Teenagers Face a Difficult Summer Working Season
Teenagers Face a Difficult Summer Working Season
As the US economy is struggling to recover from the crisis it never yet managed to exit, this summer season, long- awaited by teens, who want to get a summer job, does not look too good for them.

Analysts said that teenagers would find it difficult to find a job in the first place this summer, since the 2008 job market for young people seems to be shaping up to be the weakest in more than 50 years, The New York Times reported on Sunday.

According to a paper published by the Center for Labor Market Studies at Northeastern University in Boston, only around one third of the teenagers between 16 and 19 in the United States have chances to get a job during the summer.

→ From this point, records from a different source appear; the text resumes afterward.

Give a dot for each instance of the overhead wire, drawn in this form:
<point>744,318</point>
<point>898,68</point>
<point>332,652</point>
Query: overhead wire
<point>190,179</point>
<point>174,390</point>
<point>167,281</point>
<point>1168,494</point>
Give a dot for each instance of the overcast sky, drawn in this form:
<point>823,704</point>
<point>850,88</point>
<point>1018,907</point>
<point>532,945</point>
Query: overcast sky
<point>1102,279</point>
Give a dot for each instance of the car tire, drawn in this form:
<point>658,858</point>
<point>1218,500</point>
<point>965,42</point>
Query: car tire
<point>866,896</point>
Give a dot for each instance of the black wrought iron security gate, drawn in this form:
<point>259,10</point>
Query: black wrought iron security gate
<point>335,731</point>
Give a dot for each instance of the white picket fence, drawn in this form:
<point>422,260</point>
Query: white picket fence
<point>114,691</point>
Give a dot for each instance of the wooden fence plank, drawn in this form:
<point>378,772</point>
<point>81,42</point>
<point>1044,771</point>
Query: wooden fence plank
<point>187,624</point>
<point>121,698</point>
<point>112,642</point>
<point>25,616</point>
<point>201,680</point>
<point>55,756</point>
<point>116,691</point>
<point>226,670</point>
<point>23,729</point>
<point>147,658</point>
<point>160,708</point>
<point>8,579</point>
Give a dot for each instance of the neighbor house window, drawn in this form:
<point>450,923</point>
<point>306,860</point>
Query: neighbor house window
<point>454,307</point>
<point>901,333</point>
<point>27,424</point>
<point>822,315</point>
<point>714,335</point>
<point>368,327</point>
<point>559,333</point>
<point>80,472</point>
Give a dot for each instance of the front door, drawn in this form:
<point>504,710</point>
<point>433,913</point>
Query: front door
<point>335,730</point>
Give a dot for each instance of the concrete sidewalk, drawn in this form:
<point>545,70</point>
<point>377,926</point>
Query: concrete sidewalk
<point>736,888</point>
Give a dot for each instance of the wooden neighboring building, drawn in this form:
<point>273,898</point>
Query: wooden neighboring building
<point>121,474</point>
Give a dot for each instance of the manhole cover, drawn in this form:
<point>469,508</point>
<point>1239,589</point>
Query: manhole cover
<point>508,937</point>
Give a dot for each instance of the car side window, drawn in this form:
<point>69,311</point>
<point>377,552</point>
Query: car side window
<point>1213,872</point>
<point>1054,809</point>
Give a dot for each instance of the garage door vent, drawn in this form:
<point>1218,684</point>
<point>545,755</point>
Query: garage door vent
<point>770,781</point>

This is the lowest figure ever recorded by the government since it began tracking teenage work in 1948.

"When you go into a recession, kids always get hit the hardest," said Andrew Sum, an economist at the Center for Labor Market Studies who led the summer job market study.

The newspaper made the comparison between this year and 2000, when about 45 percent of 16 and 19-year-olders were employed during the summer.

The US Labor Department figures also revealed that teenagers that are part of a minority face an even more difficult environment, as only 21 percent of African-Americans and 31 percent of Hispanics from the ages of 16 to 19 had a job last summer.

"Kids always go to the back of the hiring queue. Now, they find themselves with a lot of other people in line ahead of them."